Create things on GPU

Consider these two lines:

torch.zeros(100, device="gpu")
torch.zeros(100).to("cuda")

They should effect the same, but first one is faster as it assumes creating GPU tensor directly without copy from CPU, while the second one uses the copy from CPU trick.

Two different loss functions

If you have two different loss functions, finish the forwards for both of them separately, and then finally you can do (loss1 + loss2).backward(). It’s a bit more efficient, skips quite some computation.

Sum the loss

In your code you want to do:

loss_sum += loss.item()

to make sure you do not keep track of the history of all your losses.

item() will break the graph and thus allow it to be freed from one iteration of the loop to the next. Also you could use detach() for the same.

Loss backward and DataParallel

When you do loss.backward(), it is a shortcut for loss.backward(torch.Tensor([1])). This in only valid if loss is a tensor containing a single element.

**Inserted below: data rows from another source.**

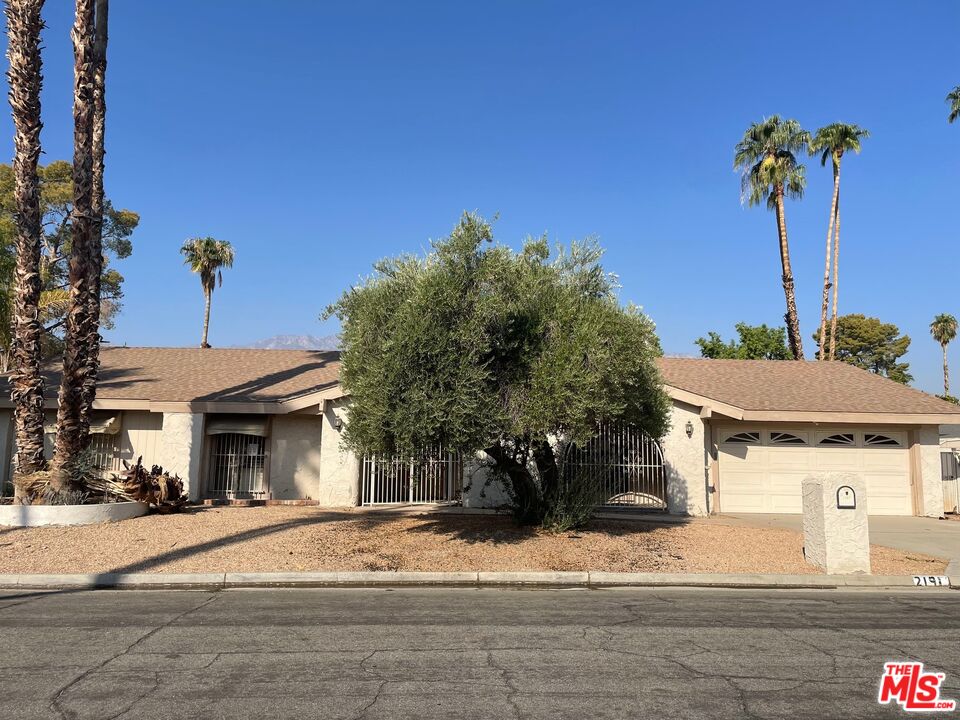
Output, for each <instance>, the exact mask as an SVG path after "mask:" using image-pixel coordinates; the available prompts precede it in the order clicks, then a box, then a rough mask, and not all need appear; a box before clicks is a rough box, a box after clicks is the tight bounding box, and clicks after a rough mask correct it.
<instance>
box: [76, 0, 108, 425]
mask: <svg viewBox="0 0 960 720" xmlns="http://www.w3.org/2000/svg"><path fill="white" fill-rule="evenodd" d="M108 5H109V2H108V0H96V5H95V10H94V60H95V64H94V67H93V135H92V139H91V145H92V149H91V152H92V155H93V168H92V175H91V185H92V190H91V192H92V197H91V200H90V207H91V209H92V217H91V221H92V227H91V234H90V260H91V264H90V279H89V282H88V284H87V287H86V290H87V300H86V303H87V312H88V313H89V315H90V318H89V325H88V330H87V335H86V338H85V342H86V346H87V349H86V352H87V373H86V377H85V379H84V384H83V407H82V410H81V413H82V426H83V427H84V428H85V431H84V432H85V433H86V432H89V428H90V414H91V413H92V411H93V401H94V399H95V398H96V395H97V372H98V370H99V369H100V275H101V274H102V273H103V158H104V154H105V150H104V144H103V139H104V134H105V130H106V114H107V105H106V97H105V93H106V73H107V17H108V11H109V7H108Z"/></svg>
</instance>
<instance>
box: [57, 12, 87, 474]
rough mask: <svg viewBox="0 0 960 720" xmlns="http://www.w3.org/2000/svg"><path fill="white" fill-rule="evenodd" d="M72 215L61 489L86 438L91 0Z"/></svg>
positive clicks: (57, 441)
mask: <svg viewBox="0 0 960 720" xmlns="http://www.w3.org/2000/svg"><path fill="white" fill-rule="evenodd" d="M70 35H71V37H72V38H73V62H74V65H73V77H74V83H73V88H74V91H73V215H72V217H71V221H70V244H71V247H70V260H69V265H68V270H67V279H68V281H69V285H70V309H69V310H68V311H67V316H66V322H65V323H64V327H65V333H64V351H63V376H62V378H61V381H60V394H59V403H60V404H59V407H58V409H57V435H56V439H55V440H54V446H53V462H52V467H51V470H52V473H51V477H50V485H51V488H52V489H53V490H54V491H59V492H62V491H63V490H65V489H67V488H68V487H69V486H70V484H71V483H72V480H71V475H72V470H73V467H74V464H75V463H76V460H77V459H78V457H79V455H80V453H81V452H82V451H83V449H84V448H85V447H86V444H87V441H88V440H89V427H88V426H87V425H85V423H84V414H85V413H84V410H83V408H84V387H85V385H86V378H87V375H88V369H89V337H90V332H91V326H93V331H94V332H96V323H97V320H98V318H96V317H93V316H92V314H91V312H90V304H89V292H88V288H89V285H90V278H91V276H92V274H93V272H94V268H96V267H98V265H99V263H98V262H97V261H95V260H94V259H93V258H92V257H91V247H92V241H91V235H92V233H93V207H92V201H93V106H94V102H93V85H94V70H93V68H94V64H95V63H94V0H76V13H75V16H74V24H73V28H72V30H71V32H70Z"/></svg>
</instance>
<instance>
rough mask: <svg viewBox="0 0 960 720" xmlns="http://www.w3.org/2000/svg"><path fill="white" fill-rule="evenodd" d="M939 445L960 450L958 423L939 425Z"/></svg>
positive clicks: (955, 449) (959, 438)
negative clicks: (955, 424)
mask: <svg viewBox="0 0 960 720" xmlns="http://www.w3.org/2000/svg"><path fill="white" fill-rule="evenodd" d="M940 445H941V446H943V447H948V448H953V449H954V450H960V425H941V426H940Z"/></svg>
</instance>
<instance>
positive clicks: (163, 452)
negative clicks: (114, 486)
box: [0, 347, 960, 517]
mask: <svg viewBox="0 0 960 720" xmlns="http://www.w3.org/2000/svg"><path fill="white" fill-rule="evenodd" d="M101 361H102V367H101V373H100V384H99V389H98V393H97V400H96V403H95V410H96V417H95V418H94V423H93V430H94V432H95V435H94V442H93V445H94V448H95V450H96V452H97V453H98V456H99V457H101V458H102V464H103V465H105V466H107V467H113V468H119V466H120V462H121V461H123V460H126V461H133V460H135V459H136V458H137V457H138V456H141V455H142V456H143V460H144V463H145V464H148V465H151V464H159V465H163V466H164V467H165V468H167V469H169V470H171V471H173V472H176V473H178V474H179V475H180V476H181V477H182V478H183V479H184V482H185V485H186V486H187V487H188V488H189V493H190V496H191V498H193V499H202V498H254V499H262V500H273V501H293V500H308V501H311V502H316V503H317V504H320V505H323V506H351V505H358V504H361V503H365V504H374V503H380V502H385V501H387V502H400V501H407V502H409V501H414V502H416V501H423V502H427V501H436V500H444V501H456V502H463V504H465V505H468V506H493V505H497V504H500V503H502V499H503V494H502V492H501V491H500V489H498V488H497V487H496V486H495V484H493V486H492V485H491V483H488V482H486V481H485V480H484V478H483V473H484V471H485V470H484V467H483V464H484V463H483V462H482V459H476V458H469V459H466V460H464V459H462V458H457V459H451V460H449V461H447V462H438V463H437V464H435V465H431V466H430V467H424V468H420V467H417V468H414V467H412V466H409V467H408V464H407V463H406V461H404V460H397V459H377V458H357V457H355V456H354V455H353V454H352V453H350V452H349V451H347V450H345V449H344V448H342V447H341V443H340V431H341V429H342V427H343V424H344V423H346V422H348V413H349V397H347V396H346V395H345V393H344V391H343V389H342V388H341V386H340V383H339V356H338V354H337V353H335V352H320V351H308V350H246V349H222V350H221V349H206V350H201V349H194V348H121V347H107V348H104V349H103V351H102V354H101ZM659 362H660V369H661V373H662V375H663V379H664V383H665V387H666V390H667V393H668V394H669V396H670V397H671V398H672V400H673V410H672V423H671V429H670V431H669V432H668V433H667V435H666V436H665V437H663V438H660V439H658V440H654V439H652V438H638V437H637V436H636V435H631V434H624V433H623V431H622V429H621V431H618V433H619V434H616V435H615V436H613V435H611V436H610V438H608V440H609V442H608V446H609V447H610V448H614V449H615V450H616V451H617V452H619V453H621V455H622V456H623V461H622V463H621V464H620V465H618V470H617V472H619V473H620V477H621V478H622V479H623V480H624V482H626V483H627V484H626V485H624V486H623V487H621V488H619V489H618V490H617V496H616V500H615V501H614V500H612V502H616V503H617V504H631V503H633V502H634V501H635V499H636V498H640V499H641V504H644V503H646V502H647V501H651V500H652V502H653V503H654V505H655V506H657V507H660V508H662V509H665V510H669V511H670V512H674V513H686V514H690V515H705V514H709V513H716V512H723V513H751V512H777V513H794V512H800V510H801V500H800V497H801V496H800V482H801V480H802V479H803V477H805V476H806V475H808V474H809V473H811V472H815V471H852V472H857V473H861V474H862V475H863V476H864V479H865V481H866V484H867V504H868V509H869V511H870V512H871V513H873V514H888V515H925V516H930V517H940V516H942V514H943V507H944V500H943V491H942V480H941V460H940V452H941V438H940V426H941V425H949V424H955V425H960V407H957V406H955V405H952V404H950V403H946V402H944V401H941V400H939V399H937V398H935V397H933V396H931V395H927V394H925V393H922V392H919V391H917V390H913V389H911V388H907V387H905V386H902V385H899V384H897V383H894V382H892V381H890V380H886V379H884V378H881V377H878V376H876V375H872V374H870V373H868V372H865V371H862V370H858V369H857V368H854V367H852V366H850V365H846V364H843V363H816V362H789V361H740V360H703V359H690V358H662V359H661V360H660V361H659ZM56 380H57V379H56V378H55V377H53V376H51V377H50V378H49V399H48V402H49V406H53V405H54V404H55V397H56ZM2 398H3V400H2V401H0V450H2V451H3V452H4V455H3V457H5V458H8V461H7V462H5V463H2V464H0V483H4V484H5V483H6V481H7V480H8V479H9V477H10V473H11V467H10V461H9V459H10V458H12V457H13V454H14V452H13V450H14V448H13V433H12V427H11V421H12V418H11V409H10V401H9V399H8V398H9V396H8V393H4V394H3V395H2ZM52 420H53V417H52V413H51V428H52V424H53V423H52ZM605 442H606V440H605ZM454 463H455V464H456V467H454ZM634 476H636V477H639V478H640V480H637V481H636V482H635V484H634V485H632V486H631V485H630V482H634V480H631V479H630V478H631V477H634ZM411 478H413V479H411ZM634 479H635V478H634ZM654 481H656V482H654ZM391 483H392V485H391ZM636 483H639V484H636ZM657 483H660V484H657ZM424 488H426V490H425V489H424ZM398 490H399V491H398Z"/></svg>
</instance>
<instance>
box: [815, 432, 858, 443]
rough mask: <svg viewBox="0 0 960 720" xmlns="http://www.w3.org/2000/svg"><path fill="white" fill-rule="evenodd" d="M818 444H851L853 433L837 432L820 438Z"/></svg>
mask: <svg viewBox="0 0 960 720" xmlns="http://www.w3.org/2000/svg"><path fill="white" fill-rule="evenodd" d="M817 444H818V445H853V444H854V442H853V433H838V434H836V435H827V436H826V437H823V438H820V442H819V443H817Z"/></svg>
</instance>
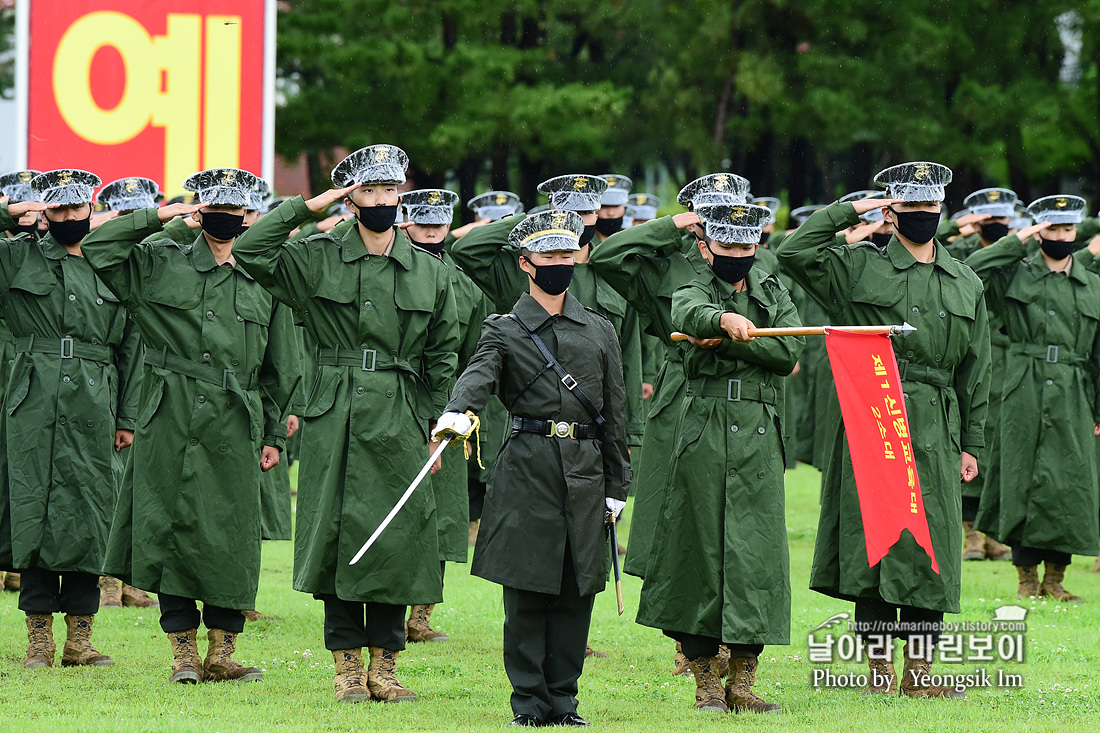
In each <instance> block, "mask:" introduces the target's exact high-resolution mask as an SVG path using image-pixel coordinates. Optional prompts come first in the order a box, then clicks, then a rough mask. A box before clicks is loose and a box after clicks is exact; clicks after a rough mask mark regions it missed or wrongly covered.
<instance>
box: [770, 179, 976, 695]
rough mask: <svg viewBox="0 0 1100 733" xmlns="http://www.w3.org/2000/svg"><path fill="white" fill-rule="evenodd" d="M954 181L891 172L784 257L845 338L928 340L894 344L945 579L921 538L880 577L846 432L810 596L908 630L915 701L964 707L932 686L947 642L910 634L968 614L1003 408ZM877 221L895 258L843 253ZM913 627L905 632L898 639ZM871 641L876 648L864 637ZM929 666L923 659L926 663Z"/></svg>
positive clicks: (900, 556) (833, 450)
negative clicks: (944, 207)
mask: <svg viewBox="0 0 1100 733" xmlns="http://www.w3.org/2000/svg"><path fill="white" fill-rule="evenodd" d="M949 180H950V171H949V169H947V168H946V167H944V166H941V165H937V164H934V163H912V164H903V165H900V166H894V167H892V168H888V169H886V171H883V172H881V173H879V175H878V176H876V183H879V184H880V185H884V186H888V187H889V196H890V198H888V199H886V200H884V201H883V200H876V199H865V200H859V201H855V203H853V204H834V205H832V206H828V207H826V208H825V209H823V210H821V211H817V212H816V214H814V215H812V216H811V217H810V218H809V219H807V220H806V221H805V223H803V225H802V226H801V227H799V229H798V230H796V231H795V232H794V233H792V234H791V236H790V237H788V238H787V239H785V240H784V241H783V244H782V245H781V247H780V249H779V260H780V264H781V266H782V267H783V272H785V273H788V274H789V275H790V276H791V277H793V278H794V281H795V282H798V283H799V284H800V285H801V286H802V287H803V288H805V291H806V292H807V293H809V294H810V295H811V296H812V297H813V298H814V299H816V300H817V302H818V303H820V304H821V305H822V306H823V307H824V308H825V309H826V311H827V313H828V316H829V320H831V322H832V324H834V325H856V326H859V325H865V326H866V325H892V324H901V322H902V321H909V322H910V324H912V325H913V326H915V327H916V331H915V332H914V333H910V335H909V337H908V338H905V339H895V340H894V341H893V347H894V351H895V353H897V355H898V360H899V366H900V370H901V379H902V387H903V390H904V393H905V395H906V403H905V404H906V408H908V413H909V422H910V431H911V435H912V440H913V449H914V452H915V453H916V467H917V473H919V474H920V478H921V492H922V495H923V500H924V508H925V513H926V514H927V522H928V528H930V530H931V534H932V544H933V549H934V551H935V556H936V559H937V561H938V565H939V572H938V573H936V572H935V571H934V570H933V569H932V564H931V561H930V560H928V558H927V556H926V555H925V553H924V550H923V549H921V547H920V546H919V545H917V544H916V541H915V540H914V539H913V537H912V536H911V535H910V534H908V533H903V535H902V537H901V539H900V540H899V541H898V543H897V544H895V545H894V546H893V547H892V548H891V549H890V551H889V553H888V554H887V556H886V557H884V558H882V560H881V561H880V562H879V564H878V565H877V566H875V567H868V562H867V547H866V543H865V539H864V528H862V519H861V515H860V508H859V501H858V496H857V493H856V485H855V478H854V474H853V469H851V460H850V456H849V453H848V446H847V441H846V439H845V435H844V430H843V427H842V428H840V429H838V430H837V433H836V435H835V436H834V439H833V449H832V451H831V459H829V460H828V462H827V463H826V471H825V477H824V481H823V489H822V511H821V521H820V523H818V529H817V541H816V546H815V548H814V566H813V570H812V571H811V578H810V584H811V588H812V589H813V590H816V591H818V592H822V593H825V594H827V595H833V597H835V598H842V599H846V600H853V601H855V602H856V623H857V624H860V625H861V628H864V630H865V631H866V630H868V628H870V627H871V626H870V625H871V624H879V625H878V628H888V630H894V634H893V635H894V636H900V635H904V636H906V637H909V638H911V639H920V643H916V642H913V643H910V644H906V654H905V670H904V675H903V677H902V679H901V686H900V688H901V691H902V692H903V693H904V694H906V696H912V697H955V693H954V690H953V689H948V688H943V687H936V686H930V685H925V683H922V681H926V680H924V678H923V675H925V674H927V672H928V669H930V668H931V656H932V647H933V646H934V645H935V643H936V641H937V638H938V636H937V634H936V633H935V632H933V633H932V634H926V633H910V630H912V628H913V627H912V626H911V625H910V624H922V626H920V627H919V628H924V627H925V626H923V624H930V625H931V627H932V628H934V630H935V628H937V627H939V625H941V624H942V622H943V614H944V613H958V612H959V591H960V567H961V533H960V532H959V525H960V524H961V522H963V517H961V506H960V492H959V480H960V478H961V480H963V481H969V480H971V479H972V478H974V475H975V474H976V473H977V470H978V469H977V456H978V452H979V451H980V449H981V448H982V447H983V445H985V420H986V411H987V406H988V397H989V373H990V363H989V319H988V316H987V311H986V304H985V299H983V297H982V292H983V291H982V286H981V281H980V280H978V276H977V275H975V274H974V272H972V271H971V270H970V269H969V267H967V266H965V265H963V264H961V263H960V262H958V261H957V260H955V259H954V258H952V256H950V255H949V254H948V253H947V251H946V250H945V249H944V248H943V247H942V245H939V244H937V243H936V242H935V241H934V239H933V238H934V234H935V231H936V225H937V222H938V220H939V208H941V206H942V201H943V199H944V185H945V184H947V183H948V182H949ZM875 207H880V208H881V207H886V208H883V216H884V217H886V218H887V219H888V220H889V221H890V222H891V223H892V225H893V227H894V229H895V231H897V233H895V234H894V237H893V238H892V239H891V240H890V243H889V244H887V247H886V248H884V249H881V250H880V249H879V248H877V247H875V244H872V243H870V242H867V243H864V244H855V245H848V244H837V243H836V239H835V234H836V232H837V231H840V230H842V229H844V228H846V227H849V226H853V225H855V223H857V222H858V220H859V215H860V214H861V212H864V211H867V210H870V209H871V208H875ZM899 614H900V621H901V624H902V626H898V622H899ZM873 636H877V637H878V638H871V639H869V641H871V643H872V648H871V650H870V653H869V654H868V659H869V665H870V668H871V671H872V672H873V674H878V675H879V678H877V679H880V680H886V681H887V683H883V685H881V686H873V685H872V687H871V688H870V691H877V692H894V691H895V690H897V689H898V685H897V681H898V675H897V674H895V671H894V667H893V659H892V656H893V655H892V648H893V647H892V644H890V645H887V644H884V639H883V638H882V637H881V634H876V635H873ZM864 637H865V638H867V637H868V635H866V634H865V635H864ZM917 656H920V657H921V658H914V657H917Z"/></svg>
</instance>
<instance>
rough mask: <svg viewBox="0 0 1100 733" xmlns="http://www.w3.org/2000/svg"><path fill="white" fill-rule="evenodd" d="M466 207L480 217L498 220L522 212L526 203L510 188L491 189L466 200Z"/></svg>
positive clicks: (492, 220)
mask: <svg viewBox="0 0 1100 733" xmlns="http://www.w3.org/2000/svg"><path fill="white" fill-rule="evenodd" d="M466 208H467V209H470V210H471V211H473V212H474V214H476V215H477V218H478V219H488V220H489V221H498V220H500V219H503V218H505V217H509V216H511V215H513V214H521V212H522V211H524V205H522V203H521V201H520V200H519V197H518V196H516V195H515V194H513V193H511V192H510V190H489V192H485V193H484V194H482V195H481V196H474V197H473V198H471V199H470V200H469V201H466Z"/></svg>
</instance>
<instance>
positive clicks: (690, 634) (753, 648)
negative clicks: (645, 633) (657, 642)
mask: <svg viewBox="0 0 1100 733" xmlns="http://www.w3.org/2000/svg"><path fill="white" fill-rule="evenodd" d="M664 635H665V636H668V637H670V638H673V639H675V641H676V642H680V650H681V652H683V654H684V656H685V657H687V658H689V659H698V658H700V657H716V656H718V647H719V646H725V647H726V648H728V649H729V656H730V657H733V658H734V659H755V658H757V657H759V656H760V653H761V652H763V644H723V643H722V641H720V639H717V638H714V637H713V636H697V635H695V634H683V633H681V632H670V631H667V632H664Z"/></svg>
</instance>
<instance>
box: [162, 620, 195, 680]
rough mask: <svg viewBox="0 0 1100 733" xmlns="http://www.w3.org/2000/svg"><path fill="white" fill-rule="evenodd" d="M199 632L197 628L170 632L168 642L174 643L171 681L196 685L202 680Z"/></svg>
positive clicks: (169, 633) (173, 648) (169, 679)
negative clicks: (187, 629)
mask: <svg viewBox="0 0 1100 733" xmlns="http://www.w3.org/2000/svg"><path fill="white" fill-rule="evenodd" d="M198 633H199V632H198V630H197V628H188V630H187V631H183V632H171V633H169V634H168V642H169V643H171V644H172V676H171V677H168V681H169V682H182V683H185V685H195V683H196V682H201V681H202V660H201V659H200V657H199V643H198V641H197V637H198Z"/></svg>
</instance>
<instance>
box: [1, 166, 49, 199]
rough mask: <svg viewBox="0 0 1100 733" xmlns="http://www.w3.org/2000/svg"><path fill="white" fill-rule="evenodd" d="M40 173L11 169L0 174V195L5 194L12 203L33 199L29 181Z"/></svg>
mask: <svg viewBox="0 0 1100 733" xmlns="http://www.w3.org/2000/svg"><path fill="white" fill-rule="evenodd" d="M37 175H41V172H40V171H13V172H12V173H5V174H4V175H2V176H0V195H2V196H7V197H8V200H9V201H11V203H12V204H22V203H23V201H33V200H34V189H33V188H31V182H32V180H34V176H37Z"/></svg>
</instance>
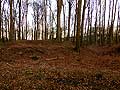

DataParallel returns to you the partial loss that was computed on each GPU, so you usually want to do loss.backward(torch.Tensor([1, 1])) or loss.sum().backward(). Both will have the exact same behaviour.

Disable the autograd

If you want to disable the autograd, you should wrap you function in a with torch.no_grad() block. Based on the PyTorch tutorial, during prediction (after training and evaluation phase), we are supposed to do something like

model.eval()
with torch.no_grad():

Vector and matrix multiplication

In PyTorch we use tensors. What if we need to do element vise multiplication?

x=torch.rand(2,3,2,2)
y=torch.rand(3)
print(x)
print(y)
y = y.view(1,3,1,1)
out = x*y
print(out)

We use view(). Note view is in place operation:

x*y.view(1, 3, 1, 1)

This is equivalent as:

y = y.view(1,3,1,1)
out = x*y

What’s the difference between view() and expand()?

Expand allows you to repeat a tensor along a dimension of size 1. For instance if we have a convolution kernel as a tensor t = torch.tensor([[1., 2. , 1.], [0., 0., 0.], [-1., -2. , -1.]]) and we would like to repeat that tensor allong three image channels we would use expand like this: t.expand(1,3,3,3). What expand will do, it will pretend that the original tensor t is copied three times.

View changes the size of the Tensor without changing the number of elements in it. It actually set the new “view” on the existing data.

Use model on GPU

You should create your model as usual then call model.cuda() to send all parameters of this model (and other stuff in the model) to the GPU. Then you need to make sure that your inputs are on the gpu as well:

input = input.cuda()

Then you can forward on the GPU by doing:

model(input)

Note that model.cuda() will change the model inplace while input.cuda() will not change input inplace and you need to do input = input.cuda().

Use detach()

Replace output.data with output.detach() that is the new way to do it.

CUDA_LAUNCH_BLOCKING=1 to have clear stack trace

When running on GPU, use CUDA_LAUNCH_BLOCKING=1 otherwise the stack trace is going to be wrong.